It is true that browsers do much more computation than "dumb" terminals, but there are still non-trivial parallels. Terminals do contain a processor and memory in order to handle settings menus, handle keyboard input and convert incoming sequences into a character array that is then displayed on the screen. A terminal is mostly useless without something attached to the other side, but not _completely_ useless. You can browse the menus, enable local echo, and use device as something like a scratchpad. I once drew up a schematic as ascii art this way. The contents are ephemeral and you have to take a photo of the screen or something in order to retain the data.

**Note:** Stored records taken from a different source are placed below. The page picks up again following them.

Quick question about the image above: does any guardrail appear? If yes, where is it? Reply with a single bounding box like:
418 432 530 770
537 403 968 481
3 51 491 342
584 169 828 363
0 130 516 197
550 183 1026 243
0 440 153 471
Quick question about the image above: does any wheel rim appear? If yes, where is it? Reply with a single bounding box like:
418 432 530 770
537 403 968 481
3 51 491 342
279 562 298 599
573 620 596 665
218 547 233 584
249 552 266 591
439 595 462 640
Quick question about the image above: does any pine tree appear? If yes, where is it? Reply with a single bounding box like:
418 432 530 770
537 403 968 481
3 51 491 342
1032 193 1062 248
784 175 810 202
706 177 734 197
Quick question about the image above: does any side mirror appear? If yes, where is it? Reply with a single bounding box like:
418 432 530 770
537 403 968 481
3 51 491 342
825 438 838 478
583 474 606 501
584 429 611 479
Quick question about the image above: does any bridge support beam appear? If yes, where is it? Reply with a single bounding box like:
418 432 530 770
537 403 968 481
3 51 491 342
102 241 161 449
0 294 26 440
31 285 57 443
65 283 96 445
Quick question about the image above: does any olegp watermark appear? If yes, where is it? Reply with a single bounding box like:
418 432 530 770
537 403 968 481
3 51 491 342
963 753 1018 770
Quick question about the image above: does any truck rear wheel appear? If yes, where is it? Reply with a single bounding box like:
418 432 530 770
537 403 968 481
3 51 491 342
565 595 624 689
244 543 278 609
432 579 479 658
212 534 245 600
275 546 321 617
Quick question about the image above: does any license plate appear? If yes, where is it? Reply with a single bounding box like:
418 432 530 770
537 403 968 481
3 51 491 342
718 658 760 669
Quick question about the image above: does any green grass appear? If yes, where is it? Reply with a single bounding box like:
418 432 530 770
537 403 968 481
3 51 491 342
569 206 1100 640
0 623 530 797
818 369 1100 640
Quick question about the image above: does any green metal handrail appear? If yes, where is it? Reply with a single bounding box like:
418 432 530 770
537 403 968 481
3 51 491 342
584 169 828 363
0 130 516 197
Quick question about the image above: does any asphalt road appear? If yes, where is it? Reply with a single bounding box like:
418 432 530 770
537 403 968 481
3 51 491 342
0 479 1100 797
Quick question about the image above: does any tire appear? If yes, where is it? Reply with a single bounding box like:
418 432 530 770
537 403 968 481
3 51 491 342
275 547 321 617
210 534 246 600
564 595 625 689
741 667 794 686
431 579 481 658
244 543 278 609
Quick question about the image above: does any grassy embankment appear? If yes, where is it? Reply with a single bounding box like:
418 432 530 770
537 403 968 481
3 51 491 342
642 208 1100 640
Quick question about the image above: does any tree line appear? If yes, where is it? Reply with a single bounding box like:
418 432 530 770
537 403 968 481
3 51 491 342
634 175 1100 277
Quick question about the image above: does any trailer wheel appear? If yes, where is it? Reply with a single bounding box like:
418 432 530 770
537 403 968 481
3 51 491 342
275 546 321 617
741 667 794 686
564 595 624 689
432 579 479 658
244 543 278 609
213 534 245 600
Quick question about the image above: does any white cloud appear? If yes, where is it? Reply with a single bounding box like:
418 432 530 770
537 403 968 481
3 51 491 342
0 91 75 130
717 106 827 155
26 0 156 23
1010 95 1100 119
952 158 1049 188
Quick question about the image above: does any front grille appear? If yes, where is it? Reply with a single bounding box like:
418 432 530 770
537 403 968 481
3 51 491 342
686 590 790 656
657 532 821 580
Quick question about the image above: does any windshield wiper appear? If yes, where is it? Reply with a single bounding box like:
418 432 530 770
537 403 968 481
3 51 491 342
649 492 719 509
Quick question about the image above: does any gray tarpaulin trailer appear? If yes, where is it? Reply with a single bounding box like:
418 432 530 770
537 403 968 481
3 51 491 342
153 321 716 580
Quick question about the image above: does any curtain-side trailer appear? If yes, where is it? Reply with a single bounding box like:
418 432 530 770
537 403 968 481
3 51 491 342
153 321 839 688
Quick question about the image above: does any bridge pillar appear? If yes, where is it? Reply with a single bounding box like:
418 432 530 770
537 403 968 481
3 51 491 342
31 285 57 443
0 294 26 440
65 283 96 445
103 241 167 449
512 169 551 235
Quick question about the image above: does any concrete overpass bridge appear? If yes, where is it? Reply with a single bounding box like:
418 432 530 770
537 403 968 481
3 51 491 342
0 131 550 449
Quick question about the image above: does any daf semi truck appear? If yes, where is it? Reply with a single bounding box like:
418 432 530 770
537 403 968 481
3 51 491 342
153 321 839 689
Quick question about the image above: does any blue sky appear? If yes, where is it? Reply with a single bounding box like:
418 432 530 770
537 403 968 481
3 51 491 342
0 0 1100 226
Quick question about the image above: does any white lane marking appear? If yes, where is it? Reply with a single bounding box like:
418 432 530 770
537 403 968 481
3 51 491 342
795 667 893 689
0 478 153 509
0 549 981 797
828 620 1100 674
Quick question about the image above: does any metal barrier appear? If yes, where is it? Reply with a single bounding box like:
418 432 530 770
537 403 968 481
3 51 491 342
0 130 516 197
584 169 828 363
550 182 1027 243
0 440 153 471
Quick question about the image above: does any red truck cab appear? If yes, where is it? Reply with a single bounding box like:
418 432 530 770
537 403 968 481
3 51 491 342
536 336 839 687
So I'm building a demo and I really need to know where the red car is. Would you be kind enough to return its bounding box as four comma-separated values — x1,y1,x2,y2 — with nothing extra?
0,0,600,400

Web browsers aren't quite that useless with no internet connection, some sites do offer offline capabilities (for example gmail). but even then, the vast majority of offline experiences exist to tide the user over until network can be re-established, instead of truly offering something useful to do locally. Probably the only mainstream counter-examples would be games.
Google's own Gemma models are runnable locally on a Pixel 9 Max so some lev of AI is replicatable client side. As far as Gmail running locally, it wouldn't be impossible for Gmail to be locally hosted and hit a local cache which syncs with a server only periodically over IMAP/JMAP/whatever if Google actually wanted to do it.
The gain, as far as local AI goes for Google, is that, at Google scale, the CPU/GPU time to run even a small model like Gemma will add up across Gmail's millions of users. If clients have the hardware for it (which Pixel 9's have) it means Gmail's servers aren't burning CPU/GPU time on it.
As far as how Gmail's existing offline mode works, I don't know.
To make the discussion easier, we can look at the state of GMail before widespread AI was a thing.
(I have to use some weaselwording here, because GMail had decent spam detection since basically forever, and whether you call that AI or not depends on where we have shifted the goalposts at the moment.)
Heh that brings to mind that old chestnut, something like "We call it AI until it works, then we call it machine learning." Google's running the servers tho, so the assumption is the servers would be running the spam filter against it before the user. In my mind, anyway. So it's fair to point out that Google also has the compute resources to not have to care. To the hypothetical though, could Google make Gmail a local-first? I say yes. Will they? I doubt it.